Since many of microdevices as described above including a microfluid channel are based on a glass substrate, machining of a fine fluid channel can be laborious or difficult. For example, the machining requires micromachining technology, such as machining a glass substrate by etching. For this reason, microdevices are costly to manufacture, which leads to the need for an inexpensive machining method. Under the circumstances, there is devised formation of microdevices without micromachining technology, by employing printing using, e.g., glass paste, or lithography technology (see Japanese Patent Application Laid-Open No. 2003-202678).
If a device, including a structure (first structure) which includes metal layers and a structure (second structure) made of a material (e.g., glass frit or glass paste) requiring a firing process at the time of formation, such as a microfluidic device, is fabricated by glass paste printing, lithography technology, or the like, the entire device is subjected to a high temperature at the time of firing of the second structure. At this time, according to the findings of the present inventors, since the first structure is also brought to a temperature close to the high temperature, materials for the metal layers of the first structure interdiffuse due to heat of the firing, and the electric resistance value of a part of the device may unintentionally vary.
For example, in the case of a microfluid channel, the electric resistance value between a heater (made of, e.g., Pt) constituting a first structure and an extraction electrode (made of, e.g., Au) may vary, and the amount of the variation depends on the connection status (e.g., area and thickness) between the components. Consequently, if the interdiffusion occurs, the variability of the electric resistance value increases. If a heat treatment process is repeated a plurality of times, the status of interdiffusion changes with each iteration, and the variability increases further. It is difficult to control the amount of variation in electric resistance value by a process, which therefore creates a need to correct a driving condition for each of heaters on a device. In order to obtain correction values, the electric resistance values of the heaters need to be individually measured. This is so laborious and it reduces operating efficiency.

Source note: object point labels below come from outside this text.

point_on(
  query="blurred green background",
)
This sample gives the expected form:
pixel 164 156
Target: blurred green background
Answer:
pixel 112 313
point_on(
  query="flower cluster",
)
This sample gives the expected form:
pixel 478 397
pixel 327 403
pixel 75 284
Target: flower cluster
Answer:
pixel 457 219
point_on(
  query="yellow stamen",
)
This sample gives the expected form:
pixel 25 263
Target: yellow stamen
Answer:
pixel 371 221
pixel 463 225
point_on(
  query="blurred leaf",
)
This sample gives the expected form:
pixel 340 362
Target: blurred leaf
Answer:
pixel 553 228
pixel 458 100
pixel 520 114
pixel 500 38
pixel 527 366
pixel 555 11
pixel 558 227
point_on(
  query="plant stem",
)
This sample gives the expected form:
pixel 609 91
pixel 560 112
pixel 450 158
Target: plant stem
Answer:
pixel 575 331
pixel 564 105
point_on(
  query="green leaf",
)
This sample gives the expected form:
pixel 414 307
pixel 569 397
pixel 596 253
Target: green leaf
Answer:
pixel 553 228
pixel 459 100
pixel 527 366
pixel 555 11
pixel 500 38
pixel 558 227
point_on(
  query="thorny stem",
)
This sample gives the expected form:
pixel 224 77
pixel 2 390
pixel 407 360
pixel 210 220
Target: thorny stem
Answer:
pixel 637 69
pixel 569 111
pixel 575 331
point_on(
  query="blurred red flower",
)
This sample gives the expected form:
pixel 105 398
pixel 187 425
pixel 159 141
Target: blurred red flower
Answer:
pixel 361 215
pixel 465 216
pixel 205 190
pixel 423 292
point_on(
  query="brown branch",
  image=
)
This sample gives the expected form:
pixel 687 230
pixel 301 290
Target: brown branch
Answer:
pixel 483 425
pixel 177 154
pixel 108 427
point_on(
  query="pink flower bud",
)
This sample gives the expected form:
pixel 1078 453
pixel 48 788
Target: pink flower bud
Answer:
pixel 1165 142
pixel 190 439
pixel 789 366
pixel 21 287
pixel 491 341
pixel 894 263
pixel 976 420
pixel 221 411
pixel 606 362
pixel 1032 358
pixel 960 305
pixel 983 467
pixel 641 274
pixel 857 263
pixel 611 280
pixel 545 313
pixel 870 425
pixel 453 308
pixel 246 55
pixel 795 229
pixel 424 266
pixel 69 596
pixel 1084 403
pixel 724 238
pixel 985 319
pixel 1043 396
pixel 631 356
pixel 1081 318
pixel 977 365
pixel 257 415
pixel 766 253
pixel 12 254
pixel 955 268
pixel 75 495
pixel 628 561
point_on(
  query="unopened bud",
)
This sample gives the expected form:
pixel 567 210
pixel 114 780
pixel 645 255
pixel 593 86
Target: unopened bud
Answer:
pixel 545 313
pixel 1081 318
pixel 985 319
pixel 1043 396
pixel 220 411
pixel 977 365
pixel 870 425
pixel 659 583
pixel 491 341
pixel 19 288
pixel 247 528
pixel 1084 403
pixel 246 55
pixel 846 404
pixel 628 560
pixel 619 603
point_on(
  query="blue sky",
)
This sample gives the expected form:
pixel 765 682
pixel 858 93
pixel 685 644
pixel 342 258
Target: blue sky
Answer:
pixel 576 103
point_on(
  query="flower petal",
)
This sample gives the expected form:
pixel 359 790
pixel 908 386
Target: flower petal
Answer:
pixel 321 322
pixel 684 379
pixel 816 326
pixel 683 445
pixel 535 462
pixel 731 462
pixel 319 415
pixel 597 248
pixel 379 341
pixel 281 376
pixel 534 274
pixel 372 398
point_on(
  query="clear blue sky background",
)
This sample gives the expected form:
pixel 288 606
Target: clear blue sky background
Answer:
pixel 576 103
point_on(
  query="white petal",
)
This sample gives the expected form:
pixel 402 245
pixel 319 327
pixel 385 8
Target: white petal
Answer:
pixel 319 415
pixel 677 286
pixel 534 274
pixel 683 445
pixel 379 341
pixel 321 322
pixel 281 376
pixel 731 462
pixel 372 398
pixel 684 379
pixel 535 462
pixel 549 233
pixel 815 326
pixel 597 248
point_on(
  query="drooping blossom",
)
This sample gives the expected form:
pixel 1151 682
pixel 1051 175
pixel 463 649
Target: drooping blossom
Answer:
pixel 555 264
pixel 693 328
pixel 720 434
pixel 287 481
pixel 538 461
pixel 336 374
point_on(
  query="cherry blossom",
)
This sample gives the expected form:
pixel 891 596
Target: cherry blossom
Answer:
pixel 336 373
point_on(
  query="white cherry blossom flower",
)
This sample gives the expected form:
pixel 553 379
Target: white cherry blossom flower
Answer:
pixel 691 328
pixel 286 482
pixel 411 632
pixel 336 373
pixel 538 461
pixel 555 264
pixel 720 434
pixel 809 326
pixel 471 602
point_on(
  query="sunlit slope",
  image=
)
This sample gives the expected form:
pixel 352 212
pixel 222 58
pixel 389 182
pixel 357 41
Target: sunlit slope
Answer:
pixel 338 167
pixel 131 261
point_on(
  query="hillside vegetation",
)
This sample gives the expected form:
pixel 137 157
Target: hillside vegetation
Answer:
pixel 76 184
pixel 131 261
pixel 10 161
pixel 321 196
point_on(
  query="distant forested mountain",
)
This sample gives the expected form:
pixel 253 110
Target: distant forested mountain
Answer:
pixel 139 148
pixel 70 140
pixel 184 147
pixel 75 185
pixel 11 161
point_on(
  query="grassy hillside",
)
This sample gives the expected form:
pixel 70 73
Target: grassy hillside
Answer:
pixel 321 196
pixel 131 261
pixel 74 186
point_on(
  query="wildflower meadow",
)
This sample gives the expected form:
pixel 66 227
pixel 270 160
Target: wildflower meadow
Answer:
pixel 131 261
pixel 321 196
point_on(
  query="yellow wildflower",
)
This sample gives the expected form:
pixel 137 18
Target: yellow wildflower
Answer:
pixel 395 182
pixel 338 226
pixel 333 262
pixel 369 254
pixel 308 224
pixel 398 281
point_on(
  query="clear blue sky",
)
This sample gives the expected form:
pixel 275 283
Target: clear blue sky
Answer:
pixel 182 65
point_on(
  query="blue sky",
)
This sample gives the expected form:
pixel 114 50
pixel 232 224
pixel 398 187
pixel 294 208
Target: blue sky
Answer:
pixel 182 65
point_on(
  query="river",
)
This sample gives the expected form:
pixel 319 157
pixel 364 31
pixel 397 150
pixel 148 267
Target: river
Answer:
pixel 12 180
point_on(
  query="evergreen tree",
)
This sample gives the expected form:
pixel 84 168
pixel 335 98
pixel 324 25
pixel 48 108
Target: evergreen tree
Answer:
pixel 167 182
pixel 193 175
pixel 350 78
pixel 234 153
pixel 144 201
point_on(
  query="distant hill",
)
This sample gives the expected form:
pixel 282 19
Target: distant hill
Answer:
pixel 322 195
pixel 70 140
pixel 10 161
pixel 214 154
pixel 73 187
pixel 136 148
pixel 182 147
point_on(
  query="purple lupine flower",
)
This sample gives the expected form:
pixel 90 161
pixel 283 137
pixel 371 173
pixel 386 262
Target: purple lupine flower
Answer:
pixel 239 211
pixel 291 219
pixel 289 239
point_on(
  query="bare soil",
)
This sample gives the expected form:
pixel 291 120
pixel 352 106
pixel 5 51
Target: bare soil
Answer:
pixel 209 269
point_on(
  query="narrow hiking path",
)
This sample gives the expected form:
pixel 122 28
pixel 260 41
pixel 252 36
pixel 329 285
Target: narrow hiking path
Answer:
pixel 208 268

There is also available a process of inserting an intermediate layer which inhibits diffusion between two components, as disclosed in Japanese Patent Application Laid-Open No. H09-162513. However, if high-temperature heat treatment, such as firing of glass frit or glass paste, is performed, a material for the intermediate layer may diffuse.
There is further available a process of inserting a layer of an intermetallic compound having a high melting point as an intermediate layer, like the method disclosed in Japanese Patent Application Laid-Open No. H11-186263. The intermetallic compound itself, however, also diffuses at a heat-treatment temperature at which glass frit or glass paste is fired.